Albert Francis Hegenberger
Hegenberger made his first blind solo flight around Dayton on a sunny Sunday morning in May 1932. The airplane buzz disturbed churchgoers, including Orville Wright. But Hegenberger was cruising Montgomery County at 5,000 feet listening to a church program on WLW, Cincinnati, because he felt guilty that he was not in church. History couldn’t wait, though, and in the cloudless blue sky he was nearer to God than anyone bound to Earth.
- In 1919 he went to McCook Field, Ohio, where he developed and tested flight instruments and taught the first course in navigation.
- Received the Mackay Trophy in 1927 for his Lester Maitland “Bird of Paradise” flight from San Francisco, California to Hawaii.
- On May 9th, 1932 made the first complete solo blind flight from take-off to landing for which he received the Collier Trophy.
- Created the first fully automatic flight system.
- Led the 2nd Bomber Command, 21st Bomb Wing during World War II.
- Was chief of staff of the 2nd and 14th Air Forces and commanded the 10th Air Force.
- Helped develop an atomic explosion detection system in 1948.
Hegenberger enlisted in the aviation section of the Signal Corps in 1917 while attending the Massachusetts Institute of Technology and earned his wings, as well as a commission in the Army in 1918. He served for the remainder of World War I as a flight instructor.
Upon graduation from M.I.T. in 1919, Hegenberger received orders to McCook Field, Ohio, where he developed and tested flight instruments and taught the first course in navigation.
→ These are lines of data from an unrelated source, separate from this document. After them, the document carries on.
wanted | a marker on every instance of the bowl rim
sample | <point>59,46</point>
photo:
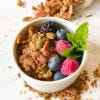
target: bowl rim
<point>48,82</point>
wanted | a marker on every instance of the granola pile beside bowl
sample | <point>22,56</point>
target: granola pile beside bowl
<point>49,55</point>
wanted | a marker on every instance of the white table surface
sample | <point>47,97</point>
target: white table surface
<point>10,24</point>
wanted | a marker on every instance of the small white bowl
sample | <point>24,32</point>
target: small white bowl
<point>50,86</point>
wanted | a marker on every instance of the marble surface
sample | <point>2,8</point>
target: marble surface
<point>10,24</point>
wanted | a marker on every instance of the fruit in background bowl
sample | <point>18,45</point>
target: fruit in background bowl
<point>61,34</point>
<point>38,59</point>
<point>58,75</point>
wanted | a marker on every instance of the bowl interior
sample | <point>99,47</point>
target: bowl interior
<point>36,23</point>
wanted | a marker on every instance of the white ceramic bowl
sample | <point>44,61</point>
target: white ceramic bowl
<point>50,86</point>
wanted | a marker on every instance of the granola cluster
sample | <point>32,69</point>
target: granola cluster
<point>34,49</point>
<point>58,8</point>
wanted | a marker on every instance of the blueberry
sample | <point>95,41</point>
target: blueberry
<point>49,26</point>
<point>54,63</point>
<point>61,34</point>
<point>58,76</point>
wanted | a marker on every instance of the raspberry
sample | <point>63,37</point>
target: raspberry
<point>62,45</point>
<point>69,66</point>
<point>49,26</point>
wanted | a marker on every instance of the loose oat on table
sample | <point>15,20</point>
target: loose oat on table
<point>58,8</point>
<point>96,72</point>
<point>65,9</point>
<point>71,93</point>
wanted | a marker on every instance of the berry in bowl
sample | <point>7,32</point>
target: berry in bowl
<point>50,53</point>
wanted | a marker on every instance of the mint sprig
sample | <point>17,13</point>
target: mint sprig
<point>78,40</point>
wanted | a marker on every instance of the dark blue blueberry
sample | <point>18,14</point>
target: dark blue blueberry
<point>49,26</point>
<point>58,76</point>
<point>54,63</point>
<point>61,34</point>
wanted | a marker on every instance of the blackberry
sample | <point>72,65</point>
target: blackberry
<point>49,26</point>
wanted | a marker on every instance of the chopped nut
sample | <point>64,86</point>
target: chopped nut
<point>51,35</point>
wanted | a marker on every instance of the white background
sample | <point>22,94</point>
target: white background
<point>10,24</point>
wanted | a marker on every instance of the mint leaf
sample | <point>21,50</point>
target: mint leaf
<point>78,40</point>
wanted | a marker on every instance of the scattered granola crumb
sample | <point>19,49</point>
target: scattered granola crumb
<point>90,15</point>
<point>19,76</point>
<point>94,83</point>
<point>73,92</point>
<point>20,3</point>
<point>9,67</point>
<point>27,19</point>
<point>96,72</point>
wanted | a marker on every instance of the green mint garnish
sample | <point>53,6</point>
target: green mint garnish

After serving in Hawaii, he went to Wright Field, Ohio and planned a flight to Hawaii in the Bird of Paradise with Lt. Lester J. Maitland. After taking off from San Francisco on June 26th, 1927, his Earth inductor compass and navigation radio failed. He used dead reckoning and celestial navigation to complete the first flight to Hawaii, a feat for which he received the Mackay Trophy. After developing a blind flight system at Wright Field, Hegenberger accomplished the first official solo blind flight on May 9th, 1932. This remarkable achievement earned him the Collier Trophy. Later Hegenberger invented a fully automatic flight system. After completing the Tactical and the Command and General Staff Schools, he served with the various Air Corps units in Hawaii. In World War II, Hegenberger served with the 21st Bomb Wing, led the Second Bomber Command, became Chief of Staff of the 2nd and 14th Air Forces, and commanded the 10th Air Force. After the war, he commanded the 1st Air Division of the Far East Air Force, was Chief of Special Weapons in Air Force Headquarters, served as Assistant for atomic energy to the Chief of Staff and in 1948, helped develop an atomic explosion detection system.
Albert Hegenberger died on August 31st, 1983, but his legacy lives on.